200-foot Farmer carry (100/70 lb dumbbells)
30 Burpee Box Jump Overs (24″/20″)
200-foot Farmer carry (100/70 lb dumbbells)
B.
For completion:
100 Hollow Body Bounces
30 Straight Body Ceiling-Reaching Crunches @ 1010
30 Tuck Rock to Tuck Sit
30 Hollow Body Side-to-Side Rocks
30 Hand Plank Arch/Hollows w/ feet on 18″ box @ 2020
30 Limbo Twists (each side, 60 total) @ 2110
Optional Additional Work Sessions
*Please choose to perform only those sessions that are most focused on your weaknesses, and only perform as much of the additional work as you can recover from successfully before your next training session.
Strongman Training Option
A.
Two sets, for max weight, of:
75-Foot Yoke Carry
(work on quick and crisp footwork – short, fast steps; wear a belt – this is not just for support, but also gives you something to press your obliques against and teaches athletes how to brace properly)
B.
Two sets for max weight of:
100-Foot Farmer’s Carry
(turn every 25-feet)
If you make the entire distance without dropping on the second set, stand stationary at the end holding the handles until you can no longer hold the load.
C.
Four sets for max weight of:
75-Foot Reverse Sled Drags (alternate arms each set)
Rest 60 seconds
Rest 3 minutes, and then…
D.
Two sets for max weight of:
60-Foot Harnessed Sled Pulls
Rest 5 minutes
This is a strength session, not a conditioning session.

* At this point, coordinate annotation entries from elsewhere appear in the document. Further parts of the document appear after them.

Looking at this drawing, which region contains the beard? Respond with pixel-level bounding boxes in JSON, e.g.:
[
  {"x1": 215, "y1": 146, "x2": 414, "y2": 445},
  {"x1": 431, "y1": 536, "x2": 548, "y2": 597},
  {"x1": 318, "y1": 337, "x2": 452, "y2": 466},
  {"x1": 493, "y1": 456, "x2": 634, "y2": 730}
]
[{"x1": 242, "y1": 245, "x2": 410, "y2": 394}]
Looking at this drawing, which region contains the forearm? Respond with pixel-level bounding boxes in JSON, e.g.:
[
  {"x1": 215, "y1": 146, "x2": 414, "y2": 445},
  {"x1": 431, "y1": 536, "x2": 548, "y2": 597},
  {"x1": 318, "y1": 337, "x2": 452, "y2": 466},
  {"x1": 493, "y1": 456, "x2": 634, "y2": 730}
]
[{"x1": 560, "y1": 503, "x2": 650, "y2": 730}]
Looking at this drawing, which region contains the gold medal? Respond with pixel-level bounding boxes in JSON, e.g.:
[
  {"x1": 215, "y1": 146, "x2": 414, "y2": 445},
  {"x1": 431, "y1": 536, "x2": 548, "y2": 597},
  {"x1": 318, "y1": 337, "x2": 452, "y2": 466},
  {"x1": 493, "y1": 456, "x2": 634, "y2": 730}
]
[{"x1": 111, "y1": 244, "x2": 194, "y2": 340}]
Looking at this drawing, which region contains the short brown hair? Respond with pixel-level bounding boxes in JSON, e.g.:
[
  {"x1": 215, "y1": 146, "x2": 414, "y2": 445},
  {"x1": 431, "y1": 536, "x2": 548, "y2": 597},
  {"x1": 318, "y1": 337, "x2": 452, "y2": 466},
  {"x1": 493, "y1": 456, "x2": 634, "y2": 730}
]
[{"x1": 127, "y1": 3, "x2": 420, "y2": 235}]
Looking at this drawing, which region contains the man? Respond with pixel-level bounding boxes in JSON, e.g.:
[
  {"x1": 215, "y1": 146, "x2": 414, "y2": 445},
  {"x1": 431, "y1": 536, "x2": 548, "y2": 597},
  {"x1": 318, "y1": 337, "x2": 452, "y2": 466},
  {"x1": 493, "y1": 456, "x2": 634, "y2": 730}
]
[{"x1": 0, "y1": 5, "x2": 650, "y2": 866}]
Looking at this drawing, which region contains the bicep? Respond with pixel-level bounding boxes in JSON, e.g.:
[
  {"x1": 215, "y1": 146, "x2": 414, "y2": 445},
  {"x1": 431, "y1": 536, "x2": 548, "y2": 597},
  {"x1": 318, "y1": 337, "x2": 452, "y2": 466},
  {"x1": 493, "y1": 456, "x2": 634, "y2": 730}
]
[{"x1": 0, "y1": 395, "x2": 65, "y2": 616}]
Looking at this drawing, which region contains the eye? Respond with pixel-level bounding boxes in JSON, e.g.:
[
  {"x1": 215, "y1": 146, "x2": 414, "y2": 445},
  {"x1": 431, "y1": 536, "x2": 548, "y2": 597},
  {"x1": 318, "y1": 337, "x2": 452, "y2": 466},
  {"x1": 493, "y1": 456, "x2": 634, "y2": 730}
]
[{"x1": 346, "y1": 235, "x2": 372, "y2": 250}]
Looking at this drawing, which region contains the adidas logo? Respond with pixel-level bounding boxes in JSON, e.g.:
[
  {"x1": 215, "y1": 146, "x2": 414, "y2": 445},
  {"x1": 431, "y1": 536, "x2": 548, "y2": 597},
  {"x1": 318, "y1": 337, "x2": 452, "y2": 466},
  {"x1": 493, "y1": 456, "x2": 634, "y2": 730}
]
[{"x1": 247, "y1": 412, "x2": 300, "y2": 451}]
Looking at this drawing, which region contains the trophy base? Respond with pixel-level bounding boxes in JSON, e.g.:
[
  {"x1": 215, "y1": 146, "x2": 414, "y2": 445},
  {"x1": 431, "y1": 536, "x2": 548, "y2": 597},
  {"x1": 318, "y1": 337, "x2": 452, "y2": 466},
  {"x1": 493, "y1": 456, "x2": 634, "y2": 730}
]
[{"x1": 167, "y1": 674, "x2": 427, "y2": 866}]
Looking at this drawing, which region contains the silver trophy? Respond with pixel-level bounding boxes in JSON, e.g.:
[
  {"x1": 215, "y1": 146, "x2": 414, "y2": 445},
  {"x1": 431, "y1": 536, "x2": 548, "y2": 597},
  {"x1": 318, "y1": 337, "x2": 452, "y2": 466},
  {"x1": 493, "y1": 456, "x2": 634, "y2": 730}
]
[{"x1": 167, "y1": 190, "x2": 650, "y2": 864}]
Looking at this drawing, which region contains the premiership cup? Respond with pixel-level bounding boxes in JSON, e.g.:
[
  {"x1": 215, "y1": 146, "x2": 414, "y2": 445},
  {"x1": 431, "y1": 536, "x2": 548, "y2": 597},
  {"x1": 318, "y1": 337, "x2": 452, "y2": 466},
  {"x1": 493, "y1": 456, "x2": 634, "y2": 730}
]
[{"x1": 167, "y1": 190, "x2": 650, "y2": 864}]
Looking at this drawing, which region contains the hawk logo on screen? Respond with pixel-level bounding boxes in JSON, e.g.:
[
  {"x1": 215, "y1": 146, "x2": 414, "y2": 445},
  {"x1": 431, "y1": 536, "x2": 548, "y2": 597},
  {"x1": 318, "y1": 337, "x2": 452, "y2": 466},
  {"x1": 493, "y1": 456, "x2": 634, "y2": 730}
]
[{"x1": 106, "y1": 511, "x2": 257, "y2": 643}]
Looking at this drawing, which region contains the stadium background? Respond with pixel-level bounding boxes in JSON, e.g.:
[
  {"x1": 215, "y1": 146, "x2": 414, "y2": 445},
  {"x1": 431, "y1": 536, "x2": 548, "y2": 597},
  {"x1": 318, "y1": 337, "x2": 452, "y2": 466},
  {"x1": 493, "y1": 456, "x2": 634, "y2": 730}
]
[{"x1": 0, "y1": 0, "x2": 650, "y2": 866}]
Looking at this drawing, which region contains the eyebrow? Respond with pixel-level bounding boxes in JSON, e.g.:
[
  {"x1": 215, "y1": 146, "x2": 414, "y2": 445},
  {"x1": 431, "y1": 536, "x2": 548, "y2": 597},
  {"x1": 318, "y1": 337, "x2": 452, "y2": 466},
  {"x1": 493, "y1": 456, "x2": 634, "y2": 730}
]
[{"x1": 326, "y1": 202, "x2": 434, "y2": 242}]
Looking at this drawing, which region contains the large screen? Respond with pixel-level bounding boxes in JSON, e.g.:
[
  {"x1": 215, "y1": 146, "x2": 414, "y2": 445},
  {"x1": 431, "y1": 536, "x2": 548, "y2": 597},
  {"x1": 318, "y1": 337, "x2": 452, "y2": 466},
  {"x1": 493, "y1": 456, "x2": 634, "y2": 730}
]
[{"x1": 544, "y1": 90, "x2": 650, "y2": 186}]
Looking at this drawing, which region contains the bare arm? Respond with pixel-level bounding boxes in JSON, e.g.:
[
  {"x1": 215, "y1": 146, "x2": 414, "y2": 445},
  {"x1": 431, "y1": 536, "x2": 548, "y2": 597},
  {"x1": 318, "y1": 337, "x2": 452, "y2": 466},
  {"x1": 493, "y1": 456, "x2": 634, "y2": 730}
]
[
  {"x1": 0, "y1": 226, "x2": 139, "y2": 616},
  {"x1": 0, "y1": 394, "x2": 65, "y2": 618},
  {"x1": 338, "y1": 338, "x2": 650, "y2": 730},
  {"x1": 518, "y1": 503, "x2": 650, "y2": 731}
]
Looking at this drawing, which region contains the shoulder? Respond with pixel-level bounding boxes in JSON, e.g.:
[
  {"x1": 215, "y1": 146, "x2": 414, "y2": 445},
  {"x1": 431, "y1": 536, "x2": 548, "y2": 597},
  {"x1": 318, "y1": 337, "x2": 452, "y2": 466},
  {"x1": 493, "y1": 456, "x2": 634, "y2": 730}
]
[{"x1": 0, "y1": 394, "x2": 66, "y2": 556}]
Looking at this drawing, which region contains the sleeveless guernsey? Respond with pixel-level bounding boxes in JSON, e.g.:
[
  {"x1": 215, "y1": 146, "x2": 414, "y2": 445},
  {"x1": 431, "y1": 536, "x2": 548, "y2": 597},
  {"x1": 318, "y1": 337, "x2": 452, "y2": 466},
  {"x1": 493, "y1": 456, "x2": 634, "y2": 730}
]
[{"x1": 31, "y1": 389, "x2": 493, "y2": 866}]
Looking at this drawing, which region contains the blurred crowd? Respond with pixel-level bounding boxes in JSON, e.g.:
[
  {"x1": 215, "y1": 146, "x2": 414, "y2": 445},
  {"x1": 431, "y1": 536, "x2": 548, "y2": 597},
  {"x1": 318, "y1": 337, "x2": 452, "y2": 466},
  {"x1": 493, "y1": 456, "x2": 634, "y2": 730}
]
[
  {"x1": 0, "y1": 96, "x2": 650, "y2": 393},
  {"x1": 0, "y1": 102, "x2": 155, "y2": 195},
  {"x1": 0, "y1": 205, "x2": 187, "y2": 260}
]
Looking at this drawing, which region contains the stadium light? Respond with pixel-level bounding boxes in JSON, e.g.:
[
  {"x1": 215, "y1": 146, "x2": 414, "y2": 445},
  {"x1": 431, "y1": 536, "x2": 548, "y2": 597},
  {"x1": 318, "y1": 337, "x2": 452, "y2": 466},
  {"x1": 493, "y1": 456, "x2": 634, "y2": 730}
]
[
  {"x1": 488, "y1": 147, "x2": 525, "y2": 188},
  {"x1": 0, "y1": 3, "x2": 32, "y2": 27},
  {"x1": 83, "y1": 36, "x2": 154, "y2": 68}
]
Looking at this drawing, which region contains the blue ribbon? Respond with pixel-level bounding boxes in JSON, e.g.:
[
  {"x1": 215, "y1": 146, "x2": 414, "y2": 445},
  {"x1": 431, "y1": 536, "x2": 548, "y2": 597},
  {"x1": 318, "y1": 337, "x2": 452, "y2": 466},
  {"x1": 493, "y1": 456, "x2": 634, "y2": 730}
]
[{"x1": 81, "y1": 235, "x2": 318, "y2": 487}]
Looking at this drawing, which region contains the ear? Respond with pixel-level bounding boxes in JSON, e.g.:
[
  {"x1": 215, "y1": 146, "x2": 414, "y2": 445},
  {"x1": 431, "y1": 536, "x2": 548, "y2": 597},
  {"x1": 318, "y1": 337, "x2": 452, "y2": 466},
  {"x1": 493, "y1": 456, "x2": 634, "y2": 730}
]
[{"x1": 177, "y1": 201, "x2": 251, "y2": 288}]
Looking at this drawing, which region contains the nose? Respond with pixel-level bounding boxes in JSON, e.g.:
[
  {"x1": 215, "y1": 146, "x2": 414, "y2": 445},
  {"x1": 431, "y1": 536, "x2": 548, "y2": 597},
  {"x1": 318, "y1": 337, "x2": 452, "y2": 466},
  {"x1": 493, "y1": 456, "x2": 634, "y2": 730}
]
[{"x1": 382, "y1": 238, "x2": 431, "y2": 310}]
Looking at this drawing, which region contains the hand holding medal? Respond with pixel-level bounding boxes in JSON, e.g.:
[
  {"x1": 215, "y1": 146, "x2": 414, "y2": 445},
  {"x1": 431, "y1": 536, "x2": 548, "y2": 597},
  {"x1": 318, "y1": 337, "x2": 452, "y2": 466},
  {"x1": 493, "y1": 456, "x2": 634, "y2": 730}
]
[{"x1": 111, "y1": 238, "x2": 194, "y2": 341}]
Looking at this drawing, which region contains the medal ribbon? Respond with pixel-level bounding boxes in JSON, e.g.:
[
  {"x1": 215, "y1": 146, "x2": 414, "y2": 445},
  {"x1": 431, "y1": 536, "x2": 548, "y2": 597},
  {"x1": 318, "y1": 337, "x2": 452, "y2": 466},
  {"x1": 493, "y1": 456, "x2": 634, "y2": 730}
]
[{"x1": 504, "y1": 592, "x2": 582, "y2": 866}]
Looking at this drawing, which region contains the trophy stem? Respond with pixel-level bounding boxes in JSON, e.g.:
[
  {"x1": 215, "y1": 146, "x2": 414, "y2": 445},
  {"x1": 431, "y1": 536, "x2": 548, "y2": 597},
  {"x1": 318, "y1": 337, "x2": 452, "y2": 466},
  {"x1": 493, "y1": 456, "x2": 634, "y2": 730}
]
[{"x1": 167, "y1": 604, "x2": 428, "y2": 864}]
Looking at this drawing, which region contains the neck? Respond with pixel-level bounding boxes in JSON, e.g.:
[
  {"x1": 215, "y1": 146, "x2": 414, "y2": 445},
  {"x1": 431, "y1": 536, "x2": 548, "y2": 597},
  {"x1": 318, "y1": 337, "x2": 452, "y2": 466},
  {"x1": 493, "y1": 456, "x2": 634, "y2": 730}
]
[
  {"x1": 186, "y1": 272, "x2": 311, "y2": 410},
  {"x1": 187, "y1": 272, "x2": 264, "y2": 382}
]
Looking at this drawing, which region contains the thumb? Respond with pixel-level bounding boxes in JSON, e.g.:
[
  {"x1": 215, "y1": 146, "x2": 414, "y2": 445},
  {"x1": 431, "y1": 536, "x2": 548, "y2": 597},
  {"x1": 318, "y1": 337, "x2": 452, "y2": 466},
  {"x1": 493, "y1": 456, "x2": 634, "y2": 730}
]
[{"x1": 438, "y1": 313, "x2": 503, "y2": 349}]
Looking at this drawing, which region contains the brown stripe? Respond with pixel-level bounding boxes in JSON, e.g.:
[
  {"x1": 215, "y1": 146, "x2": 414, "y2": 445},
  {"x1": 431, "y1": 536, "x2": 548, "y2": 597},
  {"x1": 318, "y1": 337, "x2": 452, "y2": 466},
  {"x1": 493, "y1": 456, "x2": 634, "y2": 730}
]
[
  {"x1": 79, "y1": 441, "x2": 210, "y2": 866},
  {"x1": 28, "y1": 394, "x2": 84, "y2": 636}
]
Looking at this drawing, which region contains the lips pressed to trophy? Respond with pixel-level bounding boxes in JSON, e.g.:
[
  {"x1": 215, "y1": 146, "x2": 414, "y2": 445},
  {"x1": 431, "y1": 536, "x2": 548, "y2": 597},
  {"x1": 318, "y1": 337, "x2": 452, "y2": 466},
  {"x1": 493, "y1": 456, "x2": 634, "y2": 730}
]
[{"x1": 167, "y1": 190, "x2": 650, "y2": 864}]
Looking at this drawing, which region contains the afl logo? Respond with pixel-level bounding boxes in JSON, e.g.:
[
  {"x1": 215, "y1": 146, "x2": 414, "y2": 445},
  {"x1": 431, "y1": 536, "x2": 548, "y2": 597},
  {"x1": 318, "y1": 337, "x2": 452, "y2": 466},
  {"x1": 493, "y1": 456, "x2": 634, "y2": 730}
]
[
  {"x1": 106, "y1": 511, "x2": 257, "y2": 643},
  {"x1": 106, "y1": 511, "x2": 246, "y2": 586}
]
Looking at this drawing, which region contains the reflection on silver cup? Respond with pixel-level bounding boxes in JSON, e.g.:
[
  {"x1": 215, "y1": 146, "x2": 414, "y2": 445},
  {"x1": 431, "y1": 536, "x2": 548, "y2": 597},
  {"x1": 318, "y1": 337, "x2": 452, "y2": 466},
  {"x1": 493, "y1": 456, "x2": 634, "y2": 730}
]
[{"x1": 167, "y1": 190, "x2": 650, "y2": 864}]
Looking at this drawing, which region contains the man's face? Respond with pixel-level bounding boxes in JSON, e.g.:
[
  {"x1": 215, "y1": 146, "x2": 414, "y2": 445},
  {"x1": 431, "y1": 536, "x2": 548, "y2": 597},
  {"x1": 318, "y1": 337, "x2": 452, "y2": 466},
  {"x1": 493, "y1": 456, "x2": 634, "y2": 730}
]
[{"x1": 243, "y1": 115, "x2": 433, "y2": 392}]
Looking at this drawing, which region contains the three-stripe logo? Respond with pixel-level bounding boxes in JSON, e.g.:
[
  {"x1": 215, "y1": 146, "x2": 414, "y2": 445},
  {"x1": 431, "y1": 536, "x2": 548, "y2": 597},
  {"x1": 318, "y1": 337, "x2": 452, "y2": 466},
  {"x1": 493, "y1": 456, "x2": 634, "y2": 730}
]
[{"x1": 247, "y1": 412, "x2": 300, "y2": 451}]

Most of the weight should be on your hands as you bear-crawl your way forward with short, fast, choppy steps. Put the absolute most weight you can on the sled, move your feet fast and get it moving. Go heavy!
Rest 3 minutes, and then…
E.
Three sets for max weight of:
150-Foot Sled Sprints
Rest 60 seconds
Running Endurance Option
Three sets of:
1600 Meter Run @ 80-85% of your 1-Mile PR Pace
Jog/Walk 400 Meters
A. 27:01
B. Done
Optional strength work done
Primary:
A) 23:02
DL’s: 10/6-4/6-4
MU’s: 7/3-7/3-7/3
WB’s: 12/10/8 every set
T2B: 10/10/10 every set
Farmer’s Carry in two sets first time through then one set for final time through
BBJO’s just slow and methodically
B) Complete
Did all the sled work. Got a good leg pump out of it all.
A. Three rounds of: 9:22 10 Deadlifts (365/245 lbs) (UB, 5/5, 5/5) 10 Muscle-ups (6/4, 4/3/3, 3/2/2/2/1) Not sure if abs are sore or what but my kip was not great during these today… using all the deep dip muscles. Immediately followed by. . . Three rounds of: 21:30 30 Wall Ball Shots (30/20 lbs to 10′ target)- all done in 2 sets 30 Toes-to-bar- these were tough today, not sure if it was becuase of GHD sit ups or what. Sets of 5-6 mostly Immediately followed by. . . 27:50 200-foot Farmer carry (100/70 lb dumbbells)- had to use… Read more »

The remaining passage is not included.